In [1]:
from __future__ import print_function
from ipywidgets import interact, interactive, fixed, interact_manual
import ipywidgets as widgets

from IPython.display import display, Image

# Introduction to Shortest Path and Pathfinding
### Designed by Eric Ianni

### Pre-requisits
* Knowledge of how to use a Jupyter Notebook
* Knowledge of basic Python and the use of multi-dimensional arrays
* Knowledge of basic weighted graphs

### Let's Paint a Picture!

Imagine you are a playing a turn-based computer game where you have a limited number of movement points per turn. Your task is to start at the village inthe top left and make it to the chest in the castle as quickly as possible without moving diagnolly.

![Castle image](./images/castle_map.png)

To you, as a human, it is very easy to see that the only clear path is around the North of the castle, back down the East and across the bridges in the South.  You are able to process the entire map at once and quickly identify dead ends.

To a computer this task isn't that easy. Computers are limited in how much of the "big picture" they can see and have to approach problems in single steps at a time. 

Now imagine you are told that it is possible to cross water tiles, but there is a movement penalty. All of a sudden the task isn't so easy as you have to consider if swimming the moat is faster than the long way. Still, you can probably figure out that crossing the one water tile to the South-West is probably the fastest route.

Now imagine it is possible to climb the castle walls, but with a stiff movement penalty. Can you still confidently say for sure you know the fastest path without sitting down and doing the math for multiple different routes?

In this latest scenario you find yourself approaching the problem how a computer  does!

### Welcome to Pathfinding!

In this module you will learn about how computers solve the _Shortest Path Problem_ by using different _Pathfinding_ algorithms. We will begin by examining real world problems that require a shortest path. Next, we will learn to frame those problems as graphs so we can apply different algorithms. Finally, we will examine these algorithms and how each approach the problem differently. 

### Learning Objectives

* Define the _Shortest Path Problem_ and give examples
* Describe _Depth First Search_ and _Breadth First Search_ while citing the differences and the required data structures
* Describe Dijkstra's algorithm and implement
* Describe the A* algorithm and implement

## What is Pathfinding?
The simplest definition of _pathfinding_ is finding a route (_path_) between points *A* and *B*. We do this all the time everyday of our lives. When driving to the store we have to pick which streets to follow to get there. Even the simple act of crossing a room is an act of selecting a route, even more so if you have children leaving toys on the ground!

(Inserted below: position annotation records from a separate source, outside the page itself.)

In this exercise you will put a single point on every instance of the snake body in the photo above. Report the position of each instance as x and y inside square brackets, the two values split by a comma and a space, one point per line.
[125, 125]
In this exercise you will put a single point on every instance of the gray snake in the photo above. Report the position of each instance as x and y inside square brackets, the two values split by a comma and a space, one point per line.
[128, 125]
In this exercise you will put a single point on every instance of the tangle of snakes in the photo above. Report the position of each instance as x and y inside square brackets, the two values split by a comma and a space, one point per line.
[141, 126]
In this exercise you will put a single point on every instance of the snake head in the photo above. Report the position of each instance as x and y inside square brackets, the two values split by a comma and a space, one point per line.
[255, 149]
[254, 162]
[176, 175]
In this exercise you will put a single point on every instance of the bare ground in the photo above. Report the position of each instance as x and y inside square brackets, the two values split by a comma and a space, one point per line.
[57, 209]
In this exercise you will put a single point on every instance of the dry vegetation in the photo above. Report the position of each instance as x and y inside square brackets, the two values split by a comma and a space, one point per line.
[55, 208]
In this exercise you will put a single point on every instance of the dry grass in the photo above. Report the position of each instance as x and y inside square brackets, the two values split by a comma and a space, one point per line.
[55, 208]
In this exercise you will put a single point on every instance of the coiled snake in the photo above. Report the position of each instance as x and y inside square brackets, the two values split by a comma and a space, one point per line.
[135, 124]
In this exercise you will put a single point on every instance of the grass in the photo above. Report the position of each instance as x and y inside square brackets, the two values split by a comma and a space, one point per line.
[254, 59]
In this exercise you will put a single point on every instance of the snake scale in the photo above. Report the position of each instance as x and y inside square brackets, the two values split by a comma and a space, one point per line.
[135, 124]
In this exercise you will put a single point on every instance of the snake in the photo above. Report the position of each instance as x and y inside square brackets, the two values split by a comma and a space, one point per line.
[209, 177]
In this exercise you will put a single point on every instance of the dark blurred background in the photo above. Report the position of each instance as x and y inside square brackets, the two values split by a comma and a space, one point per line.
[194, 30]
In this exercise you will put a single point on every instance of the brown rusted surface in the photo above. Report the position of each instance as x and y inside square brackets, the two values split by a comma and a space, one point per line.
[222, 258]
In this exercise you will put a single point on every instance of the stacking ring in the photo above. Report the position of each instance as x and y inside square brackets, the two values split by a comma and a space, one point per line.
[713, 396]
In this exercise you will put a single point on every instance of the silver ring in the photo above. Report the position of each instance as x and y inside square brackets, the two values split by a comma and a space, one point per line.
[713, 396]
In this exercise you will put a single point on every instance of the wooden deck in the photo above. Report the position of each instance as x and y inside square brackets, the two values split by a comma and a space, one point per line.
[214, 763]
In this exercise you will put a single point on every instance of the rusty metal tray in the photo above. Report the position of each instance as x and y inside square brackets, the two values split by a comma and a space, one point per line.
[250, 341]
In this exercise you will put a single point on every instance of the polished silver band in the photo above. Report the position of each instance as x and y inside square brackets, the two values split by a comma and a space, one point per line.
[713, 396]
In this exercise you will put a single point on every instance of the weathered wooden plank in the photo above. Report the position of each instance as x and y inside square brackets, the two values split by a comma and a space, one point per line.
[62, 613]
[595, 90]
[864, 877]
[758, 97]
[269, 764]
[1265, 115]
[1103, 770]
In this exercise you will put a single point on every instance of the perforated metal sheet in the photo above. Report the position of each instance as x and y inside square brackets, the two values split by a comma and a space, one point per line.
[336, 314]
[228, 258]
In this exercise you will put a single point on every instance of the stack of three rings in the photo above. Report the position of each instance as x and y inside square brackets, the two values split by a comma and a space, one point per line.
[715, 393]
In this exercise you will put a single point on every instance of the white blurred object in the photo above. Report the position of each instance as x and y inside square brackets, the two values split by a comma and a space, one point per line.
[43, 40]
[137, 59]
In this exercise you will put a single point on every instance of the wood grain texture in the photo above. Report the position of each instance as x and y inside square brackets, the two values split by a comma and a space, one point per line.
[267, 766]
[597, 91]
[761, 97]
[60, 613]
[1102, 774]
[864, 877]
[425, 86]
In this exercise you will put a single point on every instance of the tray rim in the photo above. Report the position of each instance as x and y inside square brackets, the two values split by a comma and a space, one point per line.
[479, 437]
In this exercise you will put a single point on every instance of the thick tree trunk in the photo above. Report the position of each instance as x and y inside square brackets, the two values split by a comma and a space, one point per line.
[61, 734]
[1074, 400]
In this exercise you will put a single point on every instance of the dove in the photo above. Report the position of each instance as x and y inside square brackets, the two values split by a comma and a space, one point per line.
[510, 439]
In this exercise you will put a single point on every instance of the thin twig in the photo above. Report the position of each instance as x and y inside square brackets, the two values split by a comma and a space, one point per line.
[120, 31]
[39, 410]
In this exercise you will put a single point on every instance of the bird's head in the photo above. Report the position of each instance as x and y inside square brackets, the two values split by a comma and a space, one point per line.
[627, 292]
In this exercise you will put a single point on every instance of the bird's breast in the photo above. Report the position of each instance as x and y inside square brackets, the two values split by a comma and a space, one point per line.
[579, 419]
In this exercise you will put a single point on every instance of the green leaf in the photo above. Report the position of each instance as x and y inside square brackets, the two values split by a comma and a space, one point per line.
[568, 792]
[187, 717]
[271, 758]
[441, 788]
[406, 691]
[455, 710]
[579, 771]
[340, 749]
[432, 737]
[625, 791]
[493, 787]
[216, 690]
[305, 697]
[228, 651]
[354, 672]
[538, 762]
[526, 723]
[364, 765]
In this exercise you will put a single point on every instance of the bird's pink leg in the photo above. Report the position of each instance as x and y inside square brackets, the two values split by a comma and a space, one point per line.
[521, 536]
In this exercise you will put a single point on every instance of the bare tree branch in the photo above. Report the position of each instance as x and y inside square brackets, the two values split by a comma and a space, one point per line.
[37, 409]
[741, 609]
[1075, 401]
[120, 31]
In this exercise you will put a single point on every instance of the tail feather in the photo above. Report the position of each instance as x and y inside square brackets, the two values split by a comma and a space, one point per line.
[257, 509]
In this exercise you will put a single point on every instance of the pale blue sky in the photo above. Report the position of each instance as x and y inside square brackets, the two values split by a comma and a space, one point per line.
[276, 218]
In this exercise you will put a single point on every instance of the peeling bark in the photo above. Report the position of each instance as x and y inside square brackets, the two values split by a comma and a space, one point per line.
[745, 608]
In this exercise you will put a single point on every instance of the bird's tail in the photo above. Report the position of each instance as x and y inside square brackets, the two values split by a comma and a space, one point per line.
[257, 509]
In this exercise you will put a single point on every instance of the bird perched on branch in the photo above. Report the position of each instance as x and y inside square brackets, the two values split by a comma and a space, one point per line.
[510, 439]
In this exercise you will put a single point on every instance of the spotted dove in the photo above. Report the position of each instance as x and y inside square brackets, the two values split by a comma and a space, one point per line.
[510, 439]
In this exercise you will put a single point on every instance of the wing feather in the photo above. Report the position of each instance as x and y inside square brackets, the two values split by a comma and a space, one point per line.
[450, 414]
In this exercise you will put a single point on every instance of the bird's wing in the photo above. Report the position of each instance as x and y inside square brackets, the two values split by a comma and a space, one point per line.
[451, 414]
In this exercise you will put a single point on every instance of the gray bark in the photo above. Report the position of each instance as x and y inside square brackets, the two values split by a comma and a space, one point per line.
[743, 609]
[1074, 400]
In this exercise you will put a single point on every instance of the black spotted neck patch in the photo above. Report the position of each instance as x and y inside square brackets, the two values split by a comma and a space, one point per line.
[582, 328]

While you or I use our eyes and intuition for many _pathfinding_ tasks, computers must rely on other approaches. Most computational _pathfinding_ makes heavy use of _graphy theory_. This involves defining the given situation as a _graph_: a series of nodes and edges. 

To demonstrate this process, let's imagine a bus-network between a few cities: New York City, Boston, Washington D.C., Columbus, and Chicago. To represent the network, we begin by designating each city a _vertex_ in the graph. We then create an _edge_ between vertices to mirror the bus-routes. Finally we can assign the number of miles between the cities as the edge _weights_.

![City Graph](./images/city_graph.png)

Now that we have learned how to frame a problem in a way for computers to understand, it is time to actually find a path.

## Introducing Twiddle Dee and Twiddle Dumb

The first two algorithms we are going to examine are _Depth First Search_ (DFS) and _Breadth First Search_ (BFS). These two methods are what I would call _dumb_ in that they are brute force approaches to the problem of _pathfinding_. 

They get their name from how they search through _tree graphs_. DFS searches down a single branch until it reaches a leaf before it backtracks. BFS, on the other hand, searches each child node before moving onto lower levels of the tree.  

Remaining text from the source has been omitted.